Amidst the somber loss dealt to us by a global pandemic came another gut punch - word on April 6 of the death of my childhood hero and enduring standard. It was a death, at age 85, unrelated to Coronavirus, though nonetheless a stunner for those of us who admired him. And who remember him as a most decent and unpretentious human being.

He was “Mr. Tiger.” He was #6. He was a dominant figure roaming his right-field turf at Detroit’s Tiger Stadium during his 22-year career. He did not grandstand. He did not pursue accolade or fortune. He played the game of baseball with vigor and purpose. And he did it for the fans. He was a good and honorable man. He was Al Kaline.

I was to write on a different topic this time, but Kaline’s death stopped me in my tracks. Author and Detroit stalwart Mitch Albom, in his April 7 Detroit Free Press tribute, wrote, “Heartbreaking. Yet if Kaline saw the end coming, so many of us did not. Consumed by the pandemic that is rattling the globe, we were sideswiped by the news and left scrambling to put his life into some perspective.”

On the national scene, he was often a secondary figure during his baseball years of the 1950’s and ‘60’s, with the sports headlines commanded by players and teams more prominently covered.
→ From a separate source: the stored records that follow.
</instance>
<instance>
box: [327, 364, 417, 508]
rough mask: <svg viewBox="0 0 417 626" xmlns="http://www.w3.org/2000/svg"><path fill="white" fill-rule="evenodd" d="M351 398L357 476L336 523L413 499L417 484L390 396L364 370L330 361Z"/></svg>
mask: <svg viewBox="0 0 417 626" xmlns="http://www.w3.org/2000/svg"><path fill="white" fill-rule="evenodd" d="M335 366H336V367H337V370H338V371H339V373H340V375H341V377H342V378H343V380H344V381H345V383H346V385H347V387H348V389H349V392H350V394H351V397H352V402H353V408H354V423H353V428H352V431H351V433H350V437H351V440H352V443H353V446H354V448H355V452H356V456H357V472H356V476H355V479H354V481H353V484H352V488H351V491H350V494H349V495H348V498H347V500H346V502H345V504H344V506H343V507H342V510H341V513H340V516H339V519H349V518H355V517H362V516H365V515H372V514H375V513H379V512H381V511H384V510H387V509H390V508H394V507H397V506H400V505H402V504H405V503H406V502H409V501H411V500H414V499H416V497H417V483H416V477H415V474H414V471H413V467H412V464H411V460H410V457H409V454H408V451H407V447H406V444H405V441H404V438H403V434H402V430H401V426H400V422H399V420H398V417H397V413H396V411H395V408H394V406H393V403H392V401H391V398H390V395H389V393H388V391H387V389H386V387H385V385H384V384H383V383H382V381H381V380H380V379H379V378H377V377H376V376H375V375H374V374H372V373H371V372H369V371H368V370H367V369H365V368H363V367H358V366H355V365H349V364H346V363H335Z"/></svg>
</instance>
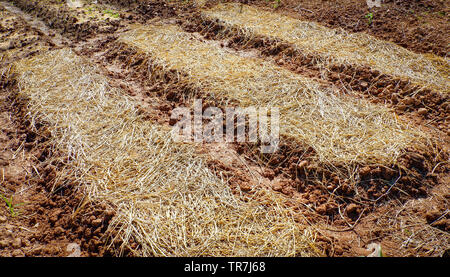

Willie Mays. Mickey Mantle. The Yankees. Kaline did not seek out the headlines. That was not his nature. He was respectful of his fame. That is what made him exceptional, that was his enduring quality to his many fans here in Michigan. This was Mitch Albom’s remembrance, that Kaline “never announced himself to a room and would often go unnoticed in it, until some observer with his mouth dropping open would gush, ‘Hey, isn’t that Al Kaline?’ It was. He would offer that bright smile, and a handshake, maybe an old story. And another fan would forever be in awe.”

I was one such fan in awe. I look back at the summer of 1962. Ten years old. My first trip to Tiger Stadium, a memorable day trip across Michigan with my dad. It became an annual excursion throughout my childhood years. That ballpark. That beautiful diamond. The raucous crowd. It was surely a field of dreams. It was perfect.

Back home, on those long-ago summer evenings, when the Tigers were on a West Coast trip, I would turn on my transistor radio, under the covers of my bed, listening to Ernie Harwell’s play-by-play late into the night. When the Muskegon Chronicle arrived on our doorstep each afternoon, I would turn to the box scores in the Sports section to check Kaline’s stats from the previous day’s game. 

I was mesmerized by Kaline’s prowess in the outfield, his smooth, masterful swing at the plate. Though, as I grew out of childhood, I began to understand, and appreciate, not just the player but the man. And, now, as the years go by, that appreciation deepens. The lasting impact of his example. The standard he set. The sorrow in his passing.

And, the lessons we can take from his life as we face the challenges and changes presented by a pandemic, providing us with an opportunity to inspire to a higher plateau. Wherever we land on the other side of this crisis, whatever that may look like, whatever form it takes, let us embrace the finest qualities of our Detroit Tigers legend. Determination. Humility. Grace. Kindness.

Mitch Albom lamented at the end of his tribute piece: “In this season of global sickness, another death might be easy to dismiss with a depressed shrug. But it’s not Al Kaline’s dying that makes us sigh. It’s the life he led, and the fact that we may never see its likes again.”

Let’s prove that wrong. Let us, instead, move forward - through Kaline’s example.